Rapport de gestion de la Transalpine : pourquoi nous ne sommes pas intervenues

Ce 29 avril était présenté en assemblée plénière le rapport d’observation de la Chambre Régionale des comptes concernant la gestion de La Transalpine.

Nous avions choisi de ne pas intervenir sur le rapport de la Cour des Comptes sur la Transalpine, cette association de lobbying au service du projet Lyon-Turin, un projet à 26 Mds qui ne répond en rien aux problématiques urgentes rencontrées par nos habitant·es. Nous savions qu’une intervention des écologistes aurait été l’occasion pour Laurent Wauquiez de caricaturer notre position. Privé de sa marotte, le Président sortant de la Région n’a pu s’empêcher de se livrer à une tactique politicienne, dénonçant les divergences de vue entre les Socialistes favorables au Lyon-Turin et les Ecologistes.
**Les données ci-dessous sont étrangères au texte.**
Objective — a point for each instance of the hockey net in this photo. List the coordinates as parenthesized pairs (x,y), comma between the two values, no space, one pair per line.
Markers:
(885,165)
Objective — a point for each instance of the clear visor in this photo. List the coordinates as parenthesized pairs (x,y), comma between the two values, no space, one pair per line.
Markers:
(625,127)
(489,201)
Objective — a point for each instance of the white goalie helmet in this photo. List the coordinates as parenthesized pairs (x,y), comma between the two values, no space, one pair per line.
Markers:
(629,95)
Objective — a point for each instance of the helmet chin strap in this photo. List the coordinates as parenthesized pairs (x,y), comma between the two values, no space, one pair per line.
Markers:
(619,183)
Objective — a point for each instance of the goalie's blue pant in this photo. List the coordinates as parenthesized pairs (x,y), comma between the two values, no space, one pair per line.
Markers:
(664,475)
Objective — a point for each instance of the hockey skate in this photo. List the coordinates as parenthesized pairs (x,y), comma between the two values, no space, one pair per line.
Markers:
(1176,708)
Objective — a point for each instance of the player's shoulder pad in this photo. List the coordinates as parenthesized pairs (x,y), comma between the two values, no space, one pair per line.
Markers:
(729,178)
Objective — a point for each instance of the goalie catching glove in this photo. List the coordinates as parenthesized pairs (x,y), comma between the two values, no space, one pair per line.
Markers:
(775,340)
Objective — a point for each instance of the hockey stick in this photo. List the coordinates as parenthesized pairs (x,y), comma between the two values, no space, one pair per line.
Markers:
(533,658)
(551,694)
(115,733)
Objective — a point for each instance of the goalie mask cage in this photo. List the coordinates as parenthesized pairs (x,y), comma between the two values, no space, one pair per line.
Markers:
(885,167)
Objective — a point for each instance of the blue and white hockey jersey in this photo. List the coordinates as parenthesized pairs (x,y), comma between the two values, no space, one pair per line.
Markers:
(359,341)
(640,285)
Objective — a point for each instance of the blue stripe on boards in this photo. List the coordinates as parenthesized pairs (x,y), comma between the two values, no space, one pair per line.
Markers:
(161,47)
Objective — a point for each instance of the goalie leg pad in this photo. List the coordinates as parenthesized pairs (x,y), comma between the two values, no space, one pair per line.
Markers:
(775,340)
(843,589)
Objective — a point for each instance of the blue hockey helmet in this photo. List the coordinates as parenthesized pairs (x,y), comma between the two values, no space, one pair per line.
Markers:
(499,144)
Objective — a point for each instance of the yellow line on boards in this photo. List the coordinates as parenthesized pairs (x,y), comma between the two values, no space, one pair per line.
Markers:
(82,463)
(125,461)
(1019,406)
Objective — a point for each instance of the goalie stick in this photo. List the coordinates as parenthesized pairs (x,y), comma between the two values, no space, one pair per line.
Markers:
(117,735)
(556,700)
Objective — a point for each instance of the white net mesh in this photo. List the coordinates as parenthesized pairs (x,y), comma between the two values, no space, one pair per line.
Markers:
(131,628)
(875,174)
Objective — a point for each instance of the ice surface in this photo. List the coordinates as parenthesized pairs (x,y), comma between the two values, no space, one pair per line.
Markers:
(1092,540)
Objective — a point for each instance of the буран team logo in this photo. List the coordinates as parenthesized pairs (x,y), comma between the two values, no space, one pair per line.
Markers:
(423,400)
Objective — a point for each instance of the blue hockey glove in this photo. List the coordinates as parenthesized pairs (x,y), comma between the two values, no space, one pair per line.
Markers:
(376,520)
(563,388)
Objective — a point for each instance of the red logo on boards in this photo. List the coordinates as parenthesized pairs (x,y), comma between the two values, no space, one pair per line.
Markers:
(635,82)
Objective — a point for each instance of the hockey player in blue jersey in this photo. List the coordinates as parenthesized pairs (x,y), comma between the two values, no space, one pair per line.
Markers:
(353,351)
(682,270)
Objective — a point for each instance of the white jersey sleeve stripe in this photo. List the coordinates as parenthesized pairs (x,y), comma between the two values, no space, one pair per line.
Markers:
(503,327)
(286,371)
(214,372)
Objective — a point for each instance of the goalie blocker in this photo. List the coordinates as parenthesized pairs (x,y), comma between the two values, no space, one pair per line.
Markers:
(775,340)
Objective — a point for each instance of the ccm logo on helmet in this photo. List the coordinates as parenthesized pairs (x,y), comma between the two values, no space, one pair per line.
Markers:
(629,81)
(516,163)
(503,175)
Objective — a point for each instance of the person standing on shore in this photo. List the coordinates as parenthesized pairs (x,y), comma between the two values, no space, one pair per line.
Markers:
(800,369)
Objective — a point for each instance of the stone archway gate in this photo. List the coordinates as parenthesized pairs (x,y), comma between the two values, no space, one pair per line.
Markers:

Cette différence justifie de proposer deux projets différents pour la Région Auvergne Rhône-Alpes mais ne nous empêchera, quoiqu’en pense M. Wauquiez , de nous unir au 2ème tour, autour d’une ambition commune : développer le frêt ferroviaire le plus rapidement possible. Nous nous opposons au Lyon-Turin qui laisse à penser qu’une infrastructure à 26 Mds d’euros suffirait à relancer le frêt ferroviaire en France. Celui-ci n’a cessé de baisser depuis les 20 dernières années, en dépit d’investissements conséquents. La ligne Dijon-Modane a bénéficié d’ores et déjà d’un 1 mds d’investissements pour la moderniser. Mais le problème est ailleurs et ne justifie aucunement d’attendre 2035 (prévision optimiste d’ouverture du Tunnel) pour reporter le frêt routier vers le ferroviaire.
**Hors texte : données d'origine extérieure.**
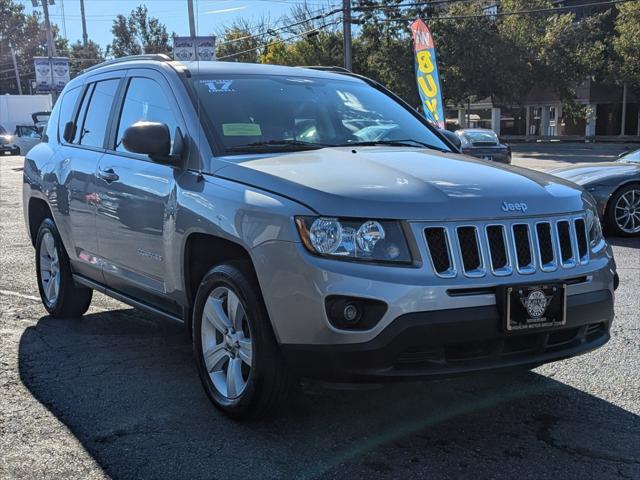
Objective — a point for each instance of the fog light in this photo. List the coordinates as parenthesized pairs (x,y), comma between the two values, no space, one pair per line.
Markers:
(351,313)
(354,313)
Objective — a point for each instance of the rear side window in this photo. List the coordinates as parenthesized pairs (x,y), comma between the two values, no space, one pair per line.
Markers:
(67,104)
(96,115)
(145,101)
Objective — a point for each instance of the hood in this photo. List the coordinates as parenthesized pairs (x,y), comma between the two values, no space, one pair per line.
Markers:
(403,183)
(600,173)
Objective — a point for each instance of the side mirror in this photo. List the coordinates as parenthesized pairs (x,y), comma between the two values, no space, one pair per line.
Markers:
(69,132)
(153,139)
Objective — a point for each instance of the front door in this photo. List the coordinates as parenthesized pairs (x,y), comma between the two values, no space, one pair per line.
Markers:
(78,159)
(136,213)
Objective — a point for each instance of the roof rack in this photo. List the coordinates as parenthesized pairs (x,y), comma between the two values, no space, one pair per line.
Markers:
(158,57)
(327,69)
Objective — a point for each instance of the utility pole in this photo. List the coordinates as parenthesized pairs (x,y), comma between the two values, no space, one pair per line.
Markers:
(346,33)
(85,37)
(15,69)
(51,48)
(192,21)
(623,120)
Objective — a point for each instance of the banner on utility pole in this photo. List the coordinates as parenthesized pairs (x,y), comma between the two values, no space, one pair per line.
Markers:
(188,49)
(52,74)
(427,74)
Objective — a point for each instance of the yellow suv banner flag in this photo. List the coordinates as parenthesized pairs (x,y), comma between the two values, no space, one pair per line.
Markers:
(427,73)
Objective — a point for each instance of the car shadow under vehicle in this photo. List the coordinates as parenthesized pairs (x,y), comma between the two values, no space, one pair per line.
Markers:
(125,385)
(629,242)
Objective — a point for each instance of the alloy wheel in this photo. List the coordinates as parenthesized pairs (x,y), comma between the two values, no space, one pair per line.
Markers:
(226,342)
(627,211)
(49,268)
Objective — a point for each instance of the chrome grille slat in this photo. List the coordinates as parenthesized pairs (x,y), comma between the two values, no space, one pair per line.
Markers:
(476,249)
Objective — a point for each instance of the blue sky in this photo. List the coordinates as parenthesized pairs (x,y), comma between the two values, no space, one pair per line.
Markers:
(211,15)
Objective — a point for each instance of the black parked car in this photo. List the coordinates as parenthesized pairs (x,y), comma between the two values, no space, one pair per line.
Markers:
(7,147)
(616,189)
(484,144)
Un peu plus de cent millions d’euros permettraient de supprimer des passages à niveau et de financer les investissements pour mettre les camions sur les trains. Plus de 100 000  camions pourraient ainsi échapper au trafic routier et améliorer la qualité de l’air dans les vallées alpines.
De quoi économiser un paquet d’argent public. L’activité de lobbying  de la Transalpine est une petite illustration du gaspillage d’argent public qui est consacré à ce grand projet inutile : 101800 € sont versés chaque année par la Région à cette association de lobbying. Mais les près de 26 Mds € qui sont encore à dépenser pourraient être bien mieux investis dans les petites lignes du quotidien, plutôt que pour gagner quelques minutes entre Lyon et Turin.